Marriage is not a 50/50 arrangement, but a division of labor arranges itself. I cooked, but
rarely washed dishes. I washed baby bums, but not cloth diapers. I brought things into the
house, but did not take them out. When you are single, who takes over when you're tired
and hungry and have to pee and the baby has just spit up the only food you've managed to
get him to eat all afternoon? Who carries the heavy grocery bags while you carry the baby?
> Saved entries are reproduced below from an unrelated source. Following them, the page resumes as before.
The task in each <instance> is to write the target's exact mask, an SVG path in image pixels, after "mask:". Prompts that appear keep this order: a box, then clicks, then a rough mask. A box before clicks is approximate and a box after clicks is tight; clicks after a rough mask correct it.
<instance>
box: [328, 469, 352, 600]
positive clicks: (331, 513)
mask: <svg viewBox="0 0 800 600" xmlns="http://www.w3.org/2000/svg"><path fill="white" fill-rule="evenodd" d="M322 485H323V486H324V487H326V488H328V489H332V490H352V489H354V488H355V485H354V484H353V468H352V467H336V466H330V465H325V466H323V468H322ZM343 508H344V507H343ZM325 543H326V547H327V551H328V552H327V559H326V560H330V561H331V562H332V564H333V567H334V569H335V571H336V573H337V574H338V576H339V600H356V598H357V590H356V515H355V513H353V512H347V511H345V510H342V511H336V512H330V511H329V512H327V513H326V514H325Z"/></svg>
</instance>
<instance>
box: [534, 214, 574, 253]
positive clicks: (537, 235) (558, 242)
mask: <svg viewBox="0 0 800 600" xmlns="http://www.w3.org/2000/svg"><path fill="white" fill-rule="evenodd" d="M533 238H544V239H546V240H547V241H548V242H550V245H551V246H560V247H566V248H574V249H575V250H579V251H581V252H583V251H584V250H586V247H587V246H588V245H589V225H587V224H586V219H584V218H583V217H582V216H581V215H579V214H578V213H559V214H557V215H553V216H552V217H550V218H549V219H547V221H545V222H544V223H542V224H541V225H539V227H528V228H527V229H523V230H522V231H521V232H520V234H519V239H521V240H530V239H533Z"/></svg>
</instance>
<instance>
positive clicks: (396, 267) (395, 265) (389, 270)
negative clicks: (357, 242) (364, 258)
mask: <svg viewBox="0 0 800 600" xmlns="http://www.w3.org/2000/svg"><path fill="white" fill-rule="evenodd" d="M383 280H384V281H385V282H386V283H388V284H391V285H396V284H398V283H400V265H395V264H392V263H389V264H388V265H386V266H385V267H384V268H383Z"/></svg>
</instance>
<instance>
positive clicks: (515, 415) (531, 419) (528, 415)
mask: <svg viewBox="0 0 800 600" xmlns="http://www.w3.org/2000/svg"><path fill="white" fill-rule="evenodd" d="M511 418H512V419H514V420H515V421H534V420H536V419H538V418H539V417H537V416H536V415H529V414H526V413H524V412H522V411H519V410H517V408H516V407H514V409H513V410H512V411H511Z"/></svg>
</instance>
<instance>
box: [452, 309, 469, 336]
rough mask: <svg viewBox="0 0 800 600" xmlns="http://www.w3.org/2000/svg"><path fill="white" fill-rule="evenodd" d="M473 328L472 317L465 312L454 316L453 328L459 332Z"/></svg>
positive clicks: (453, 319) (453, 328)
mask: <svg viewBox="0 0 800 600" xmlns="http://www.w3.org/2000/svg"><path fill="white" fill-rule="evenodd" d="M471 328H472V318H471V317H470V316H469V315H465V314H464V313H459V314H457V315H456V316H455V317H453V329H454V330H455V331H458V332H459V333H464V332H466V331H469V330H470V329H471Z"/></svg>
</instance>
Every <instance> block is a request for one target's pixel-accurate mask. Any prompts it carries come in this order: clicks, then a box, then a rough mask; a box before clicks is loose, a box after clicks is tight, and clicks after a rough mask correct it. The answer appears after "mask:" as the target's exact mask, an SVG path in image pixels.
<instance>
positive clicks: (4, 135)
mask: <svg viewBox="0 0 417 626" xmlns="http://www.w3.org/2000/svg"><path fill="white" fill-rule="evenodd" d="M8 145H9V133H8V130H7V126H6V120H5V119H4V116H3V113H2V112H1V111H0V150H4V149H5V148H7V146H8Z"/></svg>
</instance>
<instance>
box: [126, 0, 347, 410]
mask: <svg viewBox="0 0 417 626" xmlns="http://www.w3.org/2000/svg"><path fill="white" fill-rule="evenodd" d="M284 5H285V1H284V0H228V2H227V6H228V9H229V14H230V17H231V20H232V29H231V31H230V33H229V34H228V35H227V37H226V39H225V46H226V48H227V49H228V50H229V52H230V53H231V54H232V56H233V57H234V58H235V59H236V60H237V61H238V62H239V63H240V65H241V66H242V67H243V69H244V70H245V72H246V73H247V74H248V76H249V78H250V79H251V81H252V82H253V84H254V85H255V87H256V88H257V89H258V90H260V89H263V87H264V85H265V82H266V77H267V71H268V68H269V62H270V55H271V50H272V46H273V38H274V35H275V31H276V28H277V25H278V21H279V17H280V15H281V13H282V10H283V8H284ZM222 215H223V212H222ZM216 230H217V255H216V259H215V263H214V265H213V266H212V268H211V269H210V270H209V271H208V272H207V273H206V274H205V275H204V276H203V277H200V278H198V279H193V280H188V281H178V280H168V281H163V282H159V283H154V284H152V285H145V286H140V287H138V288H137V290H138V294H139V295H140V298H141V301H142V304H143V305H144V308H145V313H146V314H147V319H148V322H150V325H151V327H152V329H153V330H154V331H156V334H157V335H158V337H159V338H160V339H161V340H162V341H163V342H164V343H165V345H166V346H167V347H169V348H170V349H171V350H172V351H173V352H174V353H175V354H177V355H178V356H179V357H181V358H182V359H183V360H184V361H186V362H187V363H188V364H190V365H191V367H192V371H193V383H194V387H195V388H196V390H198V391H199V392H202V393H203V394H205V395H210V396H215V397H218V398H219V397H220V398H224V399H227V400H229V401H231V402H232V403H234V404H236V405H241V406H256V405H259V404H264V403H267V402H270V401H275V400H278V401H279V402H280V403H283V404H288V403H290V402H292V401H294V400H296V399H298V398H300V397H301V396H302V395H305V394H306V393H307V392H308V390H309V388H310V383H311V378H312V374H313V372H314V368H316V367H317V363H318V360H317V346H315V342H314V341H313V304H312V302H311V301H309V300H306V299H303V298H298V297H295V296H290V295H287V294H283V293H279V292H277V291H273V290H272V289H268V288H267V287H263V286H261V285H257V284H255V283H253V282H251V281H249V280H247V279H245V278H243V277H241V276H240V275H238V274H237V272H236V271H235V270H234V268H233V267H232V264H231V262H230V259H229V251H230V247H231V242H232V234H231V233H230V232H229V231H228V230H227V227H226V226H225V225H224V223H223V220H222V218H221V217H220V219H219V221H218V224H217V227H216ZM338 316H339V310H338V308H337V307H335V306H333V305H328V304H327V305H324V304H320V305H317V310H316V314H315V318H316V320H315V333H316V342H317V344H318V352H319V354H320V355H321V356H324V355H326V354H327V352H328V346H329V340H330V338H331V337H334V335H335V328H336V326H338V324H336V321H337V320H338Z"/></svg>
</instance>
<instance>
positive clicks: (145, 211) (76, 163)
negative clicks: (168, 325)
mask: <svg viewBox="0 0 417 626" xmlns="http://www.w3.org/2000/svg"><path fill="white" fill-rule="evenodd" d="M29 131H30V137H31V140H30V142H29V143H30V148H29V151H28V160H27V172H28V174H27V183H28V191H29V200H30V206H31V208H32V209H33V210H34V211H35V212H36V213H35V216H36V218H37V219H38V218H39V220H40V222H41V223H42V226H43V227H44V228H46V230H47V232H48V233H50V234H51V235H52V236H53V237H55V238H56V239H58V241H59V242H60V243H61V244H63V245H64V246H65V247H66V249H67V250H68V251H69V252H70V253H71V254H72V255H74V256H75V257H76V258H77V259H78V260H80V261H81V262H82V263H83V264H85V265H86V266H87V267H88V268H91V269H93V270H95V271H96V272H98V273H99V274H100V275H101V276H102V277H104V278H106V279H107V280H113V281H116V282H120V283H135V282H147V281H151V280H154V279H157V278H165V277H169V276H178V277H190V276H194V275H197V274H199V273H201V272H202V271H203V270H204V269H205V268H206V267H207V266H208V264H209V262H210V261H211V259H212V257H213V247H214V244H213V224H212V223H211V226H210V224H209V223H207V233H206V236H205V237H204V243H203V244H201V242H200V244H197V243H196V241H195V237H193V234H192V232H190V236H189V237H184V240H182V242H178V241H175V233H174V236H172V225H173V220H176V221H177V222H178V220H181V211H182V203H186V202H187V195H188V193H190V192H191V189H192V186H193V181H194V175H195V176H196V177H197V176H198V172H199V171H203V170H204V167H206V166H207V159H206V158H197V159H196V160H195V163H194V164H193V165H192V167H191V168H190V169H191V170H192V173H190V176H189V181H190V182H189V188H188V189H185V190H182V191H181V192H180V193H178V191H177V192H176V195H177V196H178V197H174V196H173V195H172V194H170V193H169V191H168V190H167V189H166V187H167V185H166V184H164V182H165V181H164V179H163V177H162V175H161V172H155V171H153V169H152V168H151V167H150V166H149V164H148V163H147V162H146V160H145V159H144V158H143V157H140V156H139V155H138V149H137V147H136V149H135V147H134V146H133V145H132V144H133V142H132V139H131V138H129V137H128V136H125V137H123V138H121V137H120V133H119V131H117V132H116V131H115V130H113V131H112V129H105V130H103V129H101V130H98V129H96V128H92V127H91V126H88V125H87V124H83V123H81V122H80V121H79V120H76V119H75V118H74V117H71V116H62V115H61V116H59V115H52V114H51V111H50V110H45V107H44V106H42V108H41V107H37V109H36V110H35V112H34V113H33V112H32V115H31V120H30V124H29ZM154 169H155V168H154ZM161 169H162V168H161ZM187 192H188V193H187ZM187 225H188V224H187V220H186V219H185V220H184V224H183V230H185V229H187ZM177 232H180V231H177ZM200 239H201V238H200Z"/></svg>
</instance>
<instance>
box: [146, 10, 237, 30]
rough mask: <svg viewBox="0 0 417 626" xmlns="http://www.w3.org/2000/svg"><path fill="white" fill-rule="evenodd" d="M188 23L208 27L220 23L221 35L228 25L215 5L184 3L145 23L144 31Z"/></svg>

Who scratches your back? Who zips the zipper on your dress? Who pokes you when you’ve slept through the alarm? Who takes out the trash, or kills the bugs? Singles have to tackle all these tasks on their own. This can be exhausting and frustrating and sometimes a little sad and lonely. Frances Mayle remarked that the most surprising thing about divorce is that it doesn't kill you. Yet, there are small joys in single-hood. When you live alone you can drink milk from the carton. Singles never have to close the bathroom door or wear robes. I especially enjoy leaving my shoes all around the house. I control the volume on the television. No one squeezes the toothpaste in the middle but me. I can listen to Madonna or NPR without complaints. No one uses my towel or eats my cookies. I do still share the bed, but my current bedmate is much smaller than the previous and doesn't complain if I snore. I zip my own zippers. I take out my own trash. I carry all the groceries.